Iranian news agency IRNA reported that several differences concerning lifting the sanctions on Iran have been eased during the ongoing Vienna negotiations.
An informed anonymous source told the agency that "the number of issues of difference has decreased and delegations are busy to discuss ways of implementing any potential agreement."
"We are now at a stage of the negotiations where we are discussing difficult issues and how we can translate the subjects that we agreed upon in principle into words and enter them into a document," IRNA quoted the source as saying.
The source expressed that "this is one of the most tedious, long and difficult parts of the negotiations, but is absolutely essential for achieving our goal."
"The negotiators will return to Vienna in two days," but expert-level discussions at the eighth round of talks would continue on Saturday and Sunday, IRNA said.
China slams US unilateral sanctions
During a meeting between Chinese Foreign Minister Wang Yi and his Iranian counterpart Hossein Amir-Abdollahian on Saturday, China renewed its opposition to unilateral US sanctions on Iran, while supporting efforts to revive the 2015 nuclear agreement.
Wang told Amir-Abdollahian that China would continue to "oppose illegal unilateral sanctions against Iran," and political manipulation on issues including human rights and interference in the internal affairs of Iran, as well as other countries in the region, the Chinese Foreign Ministry said in a statement.
The Chinese Minister said he believes the US is to blame for the current state of the deal, the Ministry statement read.
Iran’s FM @Amirabdolahian has met and held talks with Chinese FM and member of the country’s state council Wang Yi.— Iran Foreign Ministry 🇮🇷 (@IRIMFA_EN) January 14, 2022
In the meeting, the two FMs discussed a broad range of political, economic, trade, consulate, cultural, regional and international issues. pic.twitter.com/HJJkdVe3In
The US hinders agreement and threatens with alternative options
White House Spokesperson Jen Psaki pointed out to "some progress" achieved in the nuclear talks in Vienna but said that if both parties don't come to an understanding soon, the US will consider a different path.

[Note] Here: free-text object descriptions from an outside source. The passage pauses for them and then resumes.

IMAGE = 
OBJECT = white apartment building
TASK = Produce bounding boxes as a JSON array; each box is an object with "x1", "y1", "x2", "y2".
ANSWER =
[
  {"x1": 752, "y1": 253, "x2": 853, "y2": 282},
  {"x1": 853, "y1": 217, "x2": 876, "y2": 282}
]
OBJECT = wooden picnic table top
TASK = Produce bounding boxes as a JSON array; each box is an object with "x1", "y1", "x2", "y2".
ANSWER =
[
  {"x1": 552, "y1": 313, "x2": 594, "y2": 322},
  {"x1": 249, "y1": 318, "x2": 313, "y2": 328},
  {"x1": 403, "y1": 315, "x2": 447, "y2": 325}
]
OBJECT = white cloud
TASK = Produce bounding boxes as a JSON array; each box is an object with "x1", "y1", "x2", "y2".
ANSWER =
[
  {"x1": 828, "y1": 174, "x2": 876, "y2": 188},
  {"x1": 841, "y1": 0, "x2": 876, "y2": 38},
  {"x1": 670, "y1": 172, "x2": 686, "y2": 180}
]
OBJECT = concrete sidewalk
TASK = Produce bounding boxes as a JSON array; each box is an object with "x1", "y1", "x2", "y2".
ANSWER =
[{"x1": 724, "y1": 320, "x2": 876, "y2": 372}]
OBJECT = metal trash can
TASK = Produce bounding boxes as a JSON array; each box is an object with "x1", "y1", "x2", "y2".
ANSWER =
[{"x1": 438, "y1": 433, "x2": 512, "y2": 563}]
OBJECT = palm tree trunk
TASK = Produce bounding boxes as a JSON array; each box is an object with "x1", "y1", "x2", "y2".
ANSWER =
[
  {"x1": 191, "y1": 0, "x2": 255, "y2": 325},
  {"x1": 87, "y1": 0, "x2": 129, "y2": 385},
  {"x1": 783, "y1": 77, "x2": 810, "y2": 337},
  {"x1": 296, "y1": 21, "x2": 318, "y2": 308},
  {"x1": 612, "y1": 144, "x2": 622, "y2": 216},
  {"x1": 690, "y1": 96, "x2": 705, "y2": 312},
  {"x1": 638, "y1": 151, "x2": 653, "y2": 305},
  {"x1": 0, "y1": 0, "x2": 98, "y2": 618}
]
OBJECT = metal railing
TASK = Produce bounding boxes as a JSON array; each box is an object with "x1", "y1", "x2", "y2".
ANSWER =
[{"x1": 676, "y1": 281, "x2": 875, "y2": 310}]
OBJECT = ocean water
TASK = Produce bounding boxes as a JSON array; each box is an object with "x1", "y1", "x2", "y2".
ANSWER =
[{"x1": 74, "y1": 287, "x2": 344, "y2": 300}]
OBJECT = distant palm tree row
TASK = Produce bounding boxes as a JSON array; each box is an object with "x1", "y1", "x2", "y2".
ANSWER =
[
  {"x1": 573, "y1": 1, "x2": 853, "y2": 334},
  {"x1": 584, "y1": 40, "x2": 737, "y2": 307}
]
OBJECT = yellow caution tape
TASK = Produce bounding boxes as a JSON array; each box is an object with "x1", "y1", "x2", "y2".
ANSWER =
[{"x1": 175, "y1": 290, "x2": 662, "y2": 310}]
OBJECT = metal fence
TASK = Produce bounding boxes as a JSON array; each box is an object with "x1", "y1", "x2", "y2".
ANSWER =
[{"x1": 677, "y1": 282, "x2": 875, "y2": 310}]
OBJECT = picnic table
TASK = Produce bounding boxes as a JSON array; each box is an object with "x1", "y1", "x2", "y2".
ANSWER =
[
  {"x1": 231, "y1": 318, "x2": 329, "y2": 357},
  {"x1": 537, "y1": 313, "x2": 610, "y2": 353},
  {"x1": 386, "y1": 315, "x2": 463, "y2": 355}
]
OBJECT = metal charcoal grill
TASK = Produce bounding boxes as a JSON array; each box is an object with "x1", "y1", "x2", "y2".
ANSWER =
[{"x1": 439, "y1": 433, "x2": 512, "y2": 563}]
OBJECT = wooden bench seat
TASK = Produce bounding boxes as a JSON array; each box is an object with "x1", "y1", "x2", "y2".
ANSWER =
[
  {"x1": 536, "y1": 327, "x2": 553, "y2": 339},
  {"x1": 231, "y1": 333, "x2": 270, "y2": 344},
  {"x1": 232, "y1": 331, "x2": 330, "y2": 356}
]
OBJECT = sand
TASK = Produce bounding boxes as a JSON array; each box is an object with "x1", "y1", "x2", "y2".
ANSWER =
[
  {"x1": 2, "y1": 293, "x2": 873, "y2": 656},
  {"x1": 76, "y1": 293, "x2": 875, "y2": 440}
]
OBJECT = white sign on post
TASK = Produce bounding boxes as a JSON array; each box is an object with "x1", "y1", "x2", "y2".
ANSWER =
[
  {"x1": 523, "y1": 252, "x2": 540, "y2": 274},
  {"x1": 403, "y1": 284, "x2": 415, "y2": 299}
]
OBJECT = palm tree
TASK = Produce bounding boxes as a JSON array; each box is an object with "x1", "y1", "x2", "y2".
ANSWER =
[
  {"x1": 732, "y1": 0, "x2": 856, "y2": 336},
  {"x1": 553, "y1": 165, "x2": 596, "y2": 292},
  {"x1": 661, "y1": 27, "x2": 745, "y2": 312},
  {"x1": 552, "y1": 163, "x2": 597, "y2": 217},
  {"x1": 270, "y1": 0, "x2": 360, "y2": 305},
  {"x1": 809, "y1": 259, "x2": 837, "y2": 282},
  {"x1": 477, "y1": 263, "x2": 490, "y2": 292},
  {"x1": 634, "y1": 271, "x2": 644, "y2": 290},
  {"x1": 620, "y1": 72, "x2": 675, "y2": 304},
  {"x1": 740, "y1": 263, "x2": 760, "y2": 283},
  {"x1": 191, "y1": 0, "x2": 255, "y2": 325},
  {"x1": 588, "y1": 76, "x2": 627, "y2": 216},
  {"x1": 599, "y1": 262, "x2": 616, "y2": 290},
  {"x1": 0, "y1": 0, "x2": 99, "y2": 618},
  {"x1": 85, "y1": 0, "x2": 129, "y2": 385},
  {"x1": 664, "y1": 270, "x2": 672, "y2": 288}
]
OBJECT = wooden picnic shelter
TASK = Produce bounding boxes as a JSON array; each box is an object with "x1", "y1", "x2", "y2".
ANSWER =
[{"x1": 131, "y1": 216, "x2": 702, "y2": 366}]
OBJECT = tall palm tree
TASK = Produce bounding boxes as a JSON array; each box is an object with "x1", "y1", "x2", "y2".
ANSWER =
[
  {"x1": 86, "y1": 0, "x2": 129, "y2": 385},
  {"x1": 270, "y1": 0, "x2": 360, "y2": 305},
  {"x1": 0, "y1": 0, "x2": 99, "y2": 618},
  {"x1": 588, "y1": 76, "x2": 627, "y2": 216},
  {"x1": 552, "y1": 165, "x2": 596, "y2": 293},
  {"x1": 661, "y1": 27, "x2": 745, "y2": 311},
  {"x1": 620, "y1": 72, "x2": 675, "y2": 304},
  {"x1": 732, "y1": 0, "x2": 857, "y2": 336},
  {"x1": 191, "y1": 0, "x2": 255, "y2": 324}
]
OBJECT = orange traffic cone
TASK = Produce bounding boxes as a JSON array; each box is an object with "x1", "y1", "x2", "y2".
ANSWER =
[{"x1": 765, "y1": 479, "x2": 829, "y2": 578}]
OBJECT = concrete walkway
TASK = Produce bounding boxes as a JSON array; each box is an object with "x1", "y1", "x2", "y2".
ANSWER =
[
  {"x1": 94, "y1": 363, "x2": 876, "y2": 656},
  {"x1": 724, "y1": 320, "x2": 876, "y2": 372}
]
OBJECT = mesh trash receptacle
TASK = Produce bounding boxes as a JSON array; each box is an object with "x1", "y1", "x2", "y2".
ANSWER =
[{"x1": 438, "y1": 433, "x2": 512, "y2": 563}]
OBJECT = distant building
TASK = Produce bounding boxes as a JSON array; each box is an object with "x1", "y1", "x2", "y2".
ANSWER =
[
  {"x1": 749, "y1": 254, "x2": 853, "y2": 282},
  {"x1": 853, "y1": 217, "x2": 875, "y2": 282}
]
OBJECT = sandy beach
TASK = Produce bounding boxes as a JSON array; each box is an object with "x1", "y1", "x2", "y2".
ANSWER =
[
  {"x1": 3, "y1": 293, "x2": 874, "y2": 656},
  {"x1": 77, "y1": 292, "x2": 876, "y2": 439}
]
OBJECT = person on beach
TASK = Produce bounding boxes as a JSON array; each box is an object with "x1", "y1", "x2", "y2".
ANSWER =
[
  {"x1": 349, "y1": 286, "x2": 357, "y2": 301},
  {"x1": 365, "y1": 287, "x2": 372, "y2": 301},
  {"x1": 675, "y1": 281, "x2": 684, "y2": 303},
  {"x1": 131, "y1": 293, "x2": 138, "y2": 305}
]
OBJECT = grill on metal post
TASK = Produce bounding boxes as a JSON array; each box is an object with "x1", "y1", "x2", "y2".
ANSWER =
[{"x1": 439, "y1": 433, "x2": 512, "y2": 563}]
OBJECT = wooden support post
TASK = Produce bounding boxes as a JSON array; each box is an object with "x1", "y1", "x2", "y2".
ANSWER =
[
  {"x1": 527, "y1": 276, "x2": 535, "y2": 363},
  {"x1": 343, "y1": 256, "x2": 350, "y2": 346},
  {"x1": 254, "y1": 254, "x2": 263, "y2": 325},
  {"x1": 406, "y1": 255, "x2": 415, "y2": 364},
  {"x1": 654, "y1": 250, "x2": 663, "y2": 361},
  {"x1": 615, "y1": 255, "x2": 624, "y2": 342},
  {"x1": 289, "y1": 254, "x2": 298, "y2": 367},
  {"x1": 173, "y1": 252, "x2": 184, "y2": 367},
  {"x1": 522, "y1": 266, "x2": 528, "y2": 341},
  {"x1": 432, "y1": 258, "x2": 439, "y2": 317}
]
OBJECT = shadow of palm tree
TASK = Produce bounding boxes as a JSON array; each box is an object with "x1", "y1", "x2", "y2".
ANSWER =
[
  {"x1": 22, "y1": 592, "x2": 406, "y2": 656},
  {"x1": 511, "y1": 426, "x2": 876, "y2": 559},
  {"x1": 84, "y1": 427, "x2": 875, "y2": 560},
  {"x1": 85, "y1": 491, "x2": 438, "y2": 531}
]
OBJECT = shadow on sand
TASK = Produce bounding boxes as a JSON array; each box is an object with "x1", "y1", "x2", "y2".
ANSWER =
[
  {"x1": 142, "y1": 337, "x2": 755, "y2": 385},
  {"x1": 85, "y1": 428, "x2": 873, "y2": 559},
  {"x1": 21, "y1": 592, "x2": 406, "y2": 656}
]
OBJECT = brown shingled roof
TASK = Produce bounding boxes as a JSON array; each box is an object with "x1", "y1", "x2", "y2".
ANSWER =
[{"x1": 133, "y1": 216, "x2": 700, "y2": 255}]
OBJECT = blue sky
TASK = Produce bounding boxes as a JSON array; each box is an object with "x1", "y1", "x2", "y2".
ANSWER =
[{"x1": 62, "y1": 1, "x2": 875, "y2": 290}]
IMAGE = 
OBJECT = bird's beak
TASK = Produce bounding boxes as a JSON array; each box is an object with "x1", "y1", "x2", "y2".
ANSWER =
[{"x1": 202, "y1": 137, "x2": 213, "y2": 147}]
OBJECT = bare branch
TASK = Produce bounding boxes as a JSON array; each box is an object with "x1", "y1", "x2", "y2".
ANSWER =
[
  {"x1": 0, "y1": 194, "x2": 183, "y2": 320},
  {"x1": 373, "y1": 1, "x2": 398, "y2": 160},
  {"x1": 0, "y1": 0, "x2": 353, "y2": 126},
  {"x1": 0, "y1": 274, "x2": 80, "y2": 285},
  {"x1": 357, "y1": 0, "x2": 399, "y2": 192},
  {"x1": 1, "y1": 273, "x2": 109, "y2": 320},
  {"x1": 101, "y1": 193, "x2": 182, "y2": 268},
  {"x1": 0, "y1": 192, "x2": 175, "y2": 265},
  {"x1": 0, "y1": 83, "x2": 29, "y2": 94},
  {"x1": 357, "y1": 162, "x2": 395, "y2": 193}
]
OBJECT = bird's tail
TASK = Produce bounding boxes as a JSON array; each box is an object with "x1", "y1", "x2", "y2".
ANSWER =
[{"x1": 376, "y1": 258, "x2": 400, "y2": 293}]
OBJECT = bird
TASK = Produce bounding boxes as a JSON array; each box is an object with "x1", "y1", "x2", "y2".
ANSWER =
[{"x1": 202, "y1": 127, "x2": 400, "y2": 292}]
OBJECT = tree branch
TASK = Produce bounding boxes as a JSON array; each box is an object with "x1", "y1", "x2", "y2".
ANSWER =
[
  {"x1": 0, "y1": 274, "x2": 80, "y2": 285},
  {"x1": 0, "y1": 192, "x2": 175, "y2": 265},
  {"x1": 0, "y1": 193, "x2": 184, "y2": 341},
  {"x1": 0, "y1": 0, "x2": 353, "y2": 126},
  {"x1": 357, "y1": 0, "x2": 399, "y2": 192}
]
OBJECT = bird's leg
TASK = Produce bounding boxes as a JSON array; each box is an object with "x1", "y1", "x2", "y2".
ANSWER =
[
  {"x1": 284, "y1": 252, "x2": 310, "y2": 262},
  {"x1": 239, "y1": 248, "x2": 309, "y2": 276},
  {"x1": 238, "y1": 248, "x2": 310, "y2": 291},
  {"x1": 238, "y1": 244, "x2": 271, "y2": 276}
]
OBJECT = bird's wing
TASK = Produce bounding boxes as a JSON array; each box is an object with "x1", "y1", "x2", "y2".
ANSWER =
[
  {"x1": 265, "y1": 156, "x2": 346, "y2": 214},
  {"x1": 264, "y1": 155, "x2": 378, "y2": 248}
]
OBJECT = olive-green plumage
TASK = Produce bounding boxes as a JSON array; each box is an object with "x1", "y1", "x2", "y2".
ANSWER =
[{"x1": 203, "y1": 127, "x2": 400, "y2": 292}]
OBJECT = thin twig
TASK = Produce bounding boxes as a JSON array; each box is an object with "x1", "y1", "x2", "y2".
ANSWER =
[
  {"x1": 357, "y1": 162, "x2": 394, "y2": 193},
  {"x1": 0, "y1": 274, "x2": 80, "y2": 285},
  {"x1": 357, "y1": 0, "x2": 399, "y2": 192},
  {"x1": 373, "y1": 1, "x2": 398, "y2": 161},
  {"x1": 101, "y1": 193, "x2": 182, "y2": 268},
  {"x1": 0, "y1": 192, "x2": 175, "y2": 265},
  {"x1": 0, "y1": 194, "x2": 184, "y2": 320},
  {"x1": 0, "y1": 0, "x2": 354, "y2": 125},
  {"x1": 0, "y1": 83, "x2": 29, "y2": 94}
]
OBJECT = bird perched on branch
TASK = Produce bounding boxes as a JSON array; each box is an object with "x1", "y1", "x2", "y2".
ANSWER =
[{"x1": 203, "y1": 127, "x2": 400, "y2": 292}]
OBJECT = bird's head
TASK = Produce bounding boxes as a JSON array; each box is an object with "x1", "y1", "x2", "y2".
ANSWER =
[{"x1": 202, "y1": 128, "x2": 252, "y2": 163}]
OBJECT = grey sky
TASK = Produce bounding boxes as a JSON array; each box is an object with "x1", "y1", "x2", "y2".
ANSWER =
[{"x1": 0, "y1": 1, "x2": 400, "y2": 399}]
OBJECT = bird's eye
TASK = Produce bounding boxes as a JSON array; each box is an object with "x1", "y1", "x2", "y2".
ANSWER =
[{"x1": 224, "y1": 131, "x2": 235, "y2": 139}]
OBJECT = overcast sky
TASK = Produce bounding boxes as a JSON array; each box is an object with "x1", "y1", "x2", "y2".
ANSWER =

In the same context, EU Foreign Policy Chief Josep Borrell said Friday a renewed deal with Iran on its nuclear program was still "possible" as the Vienna Talks advance in a "better atmosphere".
For his part, Iran's Foreign Ministry Spokesperson Saeed Khatibzadeh said on Monday said the efforts by "all parties" to revive the nuclear agreement had resulted in "good progress".
US Secretary of State Antony Blinken said on Thursday that only "a few weeks" were left to save the 2015 deal and that Washington would consider "other options" if the negotiations fail.
French Foreign Minister Jean-Yves Le Drian recently noted progress in the talks, but said it was "too slow".
Russian Deputy Foreign Minister Sergei Ryabkov noted that the negotiations had "accelerated" and that "the chances of reaching a solution have risen."
Similarly, Foreign Minister Sergei Lavrov expressed during an annual press conference he was "optimistic" about the direction of talks.
The Vienna Talks restarted in early January with Iranian delegate Ali Bagheri Kani arriving in Vienna on January 3.